We use models that were originally proposed for different purposes. For example, transformers were proposed for language processing, and convolutional neural networks were proposed for visual information like pictures and videos. There is also an architecture that was specifically designed for scientific computing and modeling. The data that we are working with requires us to take features from each of these different categories and tailor them into a model that can predict our data. We’ve stitched them together into multi-modal models.


Are there any ecological consequences of carbon storage?

The consequences of carbon storage are relatively well-studied. In the US, if you’re storing carbon dioxide in the subsurface, you need to know where it’s flowing to and inform the owner of the property on the surface. If there are abandoned wells or unknown fractures or faults, CO2 could migrate along these structures and leak back to the surface. Carbon dioxide is denser than air, so it sinks and accumulates around the leakage point, making it potentially dangerous to children or small animals. 

This information should be public, but a lot of it is hard to obtain and proprietary. Even when the data is published, most surface owners [cannot] make sense of it. During my Ph.D., I made a web application that allowed the general public to look at a simulation to see if it is possible that a project nearby could have led to carbon dioxide under their property. I’ve been talking with nonprofits to see if it could help communities determine whether there’s a risk.


What developments would you like to see in the field in the next few decades?
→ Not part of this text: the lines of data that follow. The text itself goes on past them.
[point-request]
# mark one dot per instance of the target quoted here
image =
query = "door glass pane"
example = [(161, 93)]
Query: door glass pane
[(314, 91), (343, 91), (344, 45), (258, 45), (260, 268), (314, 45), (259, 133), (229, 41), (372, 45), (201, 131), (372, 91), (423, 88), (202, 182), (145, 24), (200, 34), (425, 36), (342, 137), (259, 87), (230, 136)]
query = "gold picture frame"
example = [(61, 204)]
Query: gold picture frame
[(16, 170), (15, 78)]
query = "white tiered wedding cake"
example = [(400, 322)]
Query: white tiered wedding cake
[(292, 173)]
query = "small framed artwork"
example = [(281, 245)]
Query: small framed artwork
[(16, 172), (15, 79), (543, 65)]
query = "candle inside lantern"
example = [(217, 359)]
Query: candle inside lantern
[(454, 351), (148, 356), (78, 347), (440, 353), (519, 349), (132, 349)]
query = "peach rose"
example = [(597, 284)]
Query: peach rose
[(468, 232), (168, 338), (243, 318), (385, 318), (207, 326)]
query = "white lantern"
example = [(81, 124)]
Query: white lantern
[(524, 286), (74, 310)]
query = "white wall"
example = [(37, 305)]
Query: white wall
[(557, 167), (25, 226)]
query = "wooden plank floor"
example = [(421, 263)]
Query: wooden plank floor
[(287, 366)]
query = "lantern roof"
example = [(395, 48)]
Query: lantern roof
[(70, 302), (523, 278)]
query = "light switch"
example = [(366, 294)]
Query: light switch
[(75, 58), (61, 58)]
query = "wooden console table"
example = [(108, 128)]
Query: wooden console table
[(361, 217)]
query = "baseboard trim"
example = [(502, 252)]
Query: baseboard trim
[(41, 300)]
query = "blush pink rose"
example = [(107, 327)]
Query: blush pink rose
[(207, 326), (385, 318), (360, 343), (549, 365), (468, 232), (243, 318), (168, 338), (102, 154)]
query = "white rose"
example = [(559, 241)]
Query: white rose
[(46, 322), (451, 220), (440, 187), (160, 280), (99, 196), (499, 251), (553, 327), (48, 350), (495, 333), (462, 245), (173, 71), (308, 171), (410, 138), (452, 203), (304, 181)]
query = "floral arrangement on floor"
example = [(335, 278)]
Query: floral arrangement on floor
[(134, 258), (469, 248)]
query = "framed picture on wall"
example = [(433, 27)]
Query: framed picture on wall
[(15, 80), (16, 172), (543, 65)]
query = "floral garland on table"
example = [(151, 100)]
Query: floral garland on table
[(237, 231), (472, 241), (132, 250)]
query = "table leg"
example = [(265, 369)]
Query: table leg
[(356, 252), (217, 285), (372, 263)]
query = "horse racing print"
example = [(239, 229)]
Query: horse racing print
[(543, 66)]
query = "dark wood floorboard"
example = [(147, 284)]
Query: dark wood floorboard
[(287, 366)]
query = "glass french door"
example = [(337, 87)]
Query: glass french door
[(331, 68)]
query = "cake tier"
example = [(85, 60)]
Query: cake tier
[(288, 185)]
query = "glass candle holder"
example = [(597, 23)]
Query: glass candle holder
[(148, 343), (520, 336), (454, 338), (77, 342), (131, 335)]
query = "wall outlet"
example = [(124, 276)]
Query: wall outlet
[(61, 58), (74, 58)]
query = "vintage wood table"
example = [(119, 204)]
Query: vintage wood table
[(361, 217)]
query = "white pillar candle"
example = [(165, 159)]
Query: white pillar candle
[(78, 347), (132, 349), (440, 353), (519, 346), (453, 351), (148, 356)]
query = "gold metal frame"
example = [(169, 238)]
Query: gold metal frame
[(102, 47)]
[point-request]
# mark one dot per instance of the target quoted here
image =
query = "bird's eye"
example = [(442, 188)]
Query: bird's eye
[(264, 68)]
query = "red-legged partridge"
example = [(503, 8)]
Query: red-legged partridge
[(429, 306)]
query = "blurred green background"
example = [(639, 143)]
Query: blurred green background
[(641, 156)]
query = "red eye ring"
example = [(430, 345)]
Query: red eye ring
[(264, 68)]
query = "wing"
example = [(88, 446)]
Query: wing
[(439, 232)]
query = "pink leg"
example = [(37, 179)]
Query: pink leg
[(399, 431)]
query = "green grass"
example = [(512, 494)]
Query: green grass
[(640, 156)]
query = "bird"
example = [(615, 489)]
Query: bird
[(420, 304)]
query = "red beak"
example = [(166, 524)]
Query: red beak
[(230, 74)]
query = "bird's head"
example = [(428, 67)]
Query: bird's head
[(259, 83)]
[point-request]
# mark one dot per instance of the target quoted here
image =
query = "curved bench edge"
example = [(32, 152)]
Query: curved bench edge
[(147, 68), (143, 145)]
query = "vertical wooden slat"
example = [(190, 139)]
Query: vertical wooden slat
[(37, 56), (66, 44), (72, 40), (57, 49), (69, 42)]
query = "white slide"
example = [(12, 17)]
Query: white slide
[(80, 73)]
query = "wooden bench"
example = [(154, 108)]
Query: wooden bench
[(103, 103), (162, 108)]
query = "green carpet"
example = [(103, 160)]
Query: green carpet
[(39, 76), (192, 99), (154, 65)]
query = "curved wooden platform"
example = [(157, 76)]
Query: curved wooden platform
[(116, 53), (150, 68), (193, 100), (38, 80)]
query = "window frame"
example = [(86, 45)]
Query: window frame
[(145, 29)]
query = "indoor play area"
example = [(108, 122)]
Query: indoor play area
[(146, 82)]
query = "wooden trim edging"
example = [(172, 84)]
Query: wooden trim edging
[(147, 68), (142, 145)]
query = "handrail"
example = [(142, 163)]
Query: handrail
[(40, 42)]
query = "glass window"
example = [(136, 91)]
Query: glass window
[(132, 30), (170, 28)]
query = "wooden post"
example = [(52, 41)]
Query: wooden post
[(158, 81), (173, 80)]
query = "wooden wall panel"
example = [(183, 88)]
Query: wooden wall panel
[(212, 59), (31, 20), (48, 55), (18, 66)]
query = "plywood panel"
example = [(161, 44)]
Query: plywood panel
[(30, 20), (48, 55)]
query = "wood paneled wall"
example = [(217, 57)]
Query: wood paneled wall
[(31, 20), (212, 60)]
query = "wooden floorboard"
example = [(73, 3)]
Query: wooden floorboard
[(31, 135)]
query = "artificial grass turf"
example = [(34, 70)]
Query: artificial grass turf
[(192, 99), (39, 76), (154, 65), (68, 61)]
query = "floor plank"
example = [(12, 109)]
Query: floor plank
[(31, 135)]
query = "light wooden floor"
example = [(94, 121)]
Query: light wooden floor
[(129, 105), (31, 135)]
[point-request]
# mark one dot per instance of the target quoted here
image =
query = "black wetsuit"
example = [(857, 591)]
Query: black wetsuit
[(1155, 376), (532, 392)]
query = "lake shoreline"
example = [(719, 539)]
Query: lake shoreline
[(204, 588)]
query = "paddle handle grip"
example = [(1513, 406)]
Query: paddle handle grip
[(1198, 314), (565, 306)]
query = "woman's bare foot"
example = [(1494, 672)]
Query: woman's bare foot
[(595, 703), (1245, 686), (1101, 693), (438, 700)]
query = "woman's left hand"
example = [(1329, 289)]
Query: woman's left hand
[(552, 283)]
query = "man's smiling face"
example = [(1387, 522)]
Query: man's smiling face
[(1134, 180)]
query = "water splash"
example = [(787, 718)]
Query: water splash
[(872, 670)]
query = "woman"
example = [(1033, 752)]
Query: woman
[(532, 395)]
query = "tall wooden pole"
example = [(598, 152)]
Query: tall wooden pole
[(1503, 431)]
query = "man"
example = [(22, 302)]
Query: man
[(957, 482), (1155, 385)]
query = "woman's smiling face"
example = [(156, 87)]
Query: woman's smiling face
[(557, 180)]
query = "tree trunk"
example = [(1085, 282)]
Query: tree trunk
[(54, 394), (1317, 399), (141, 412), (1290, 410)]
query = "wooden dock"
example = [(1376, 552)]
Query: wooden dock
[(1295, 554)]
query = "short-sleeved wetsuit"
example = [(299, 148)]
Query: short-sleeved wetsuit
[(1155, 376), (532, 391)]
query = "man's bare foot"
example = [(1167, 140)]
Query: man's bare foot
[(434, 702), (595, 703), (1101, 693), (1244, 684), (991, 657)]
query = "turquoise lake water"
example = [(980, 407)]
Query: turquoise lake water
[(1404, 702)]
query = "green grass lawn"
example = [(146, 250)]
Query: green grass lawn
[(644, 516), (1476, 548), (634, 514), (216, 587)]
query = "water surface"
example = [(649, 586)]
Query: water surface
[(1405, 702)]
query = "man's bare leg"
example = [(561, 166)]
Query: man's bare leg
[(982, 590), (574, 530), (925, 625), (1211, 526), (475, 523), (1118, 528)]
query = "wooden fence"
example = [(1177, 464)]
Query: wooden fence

My biggest interest is in the scale. The subsurface is gigantic compared to what we see in the lab—there is a huge gap between [that] and the different scales that we can measure. [Understanding] how we can apply the learnings at this small scale to the massive subsurface is hard. It requires developments in computation and AI methodology to predict how CO2 will move at subsurface scales.

The GPT models were a big breakthrough because they are truly generalizable across language, across different lengths of text, and across different tasks. We don’t have this in physics modeling yet, but we need to get there, starting from real-world, practical problems.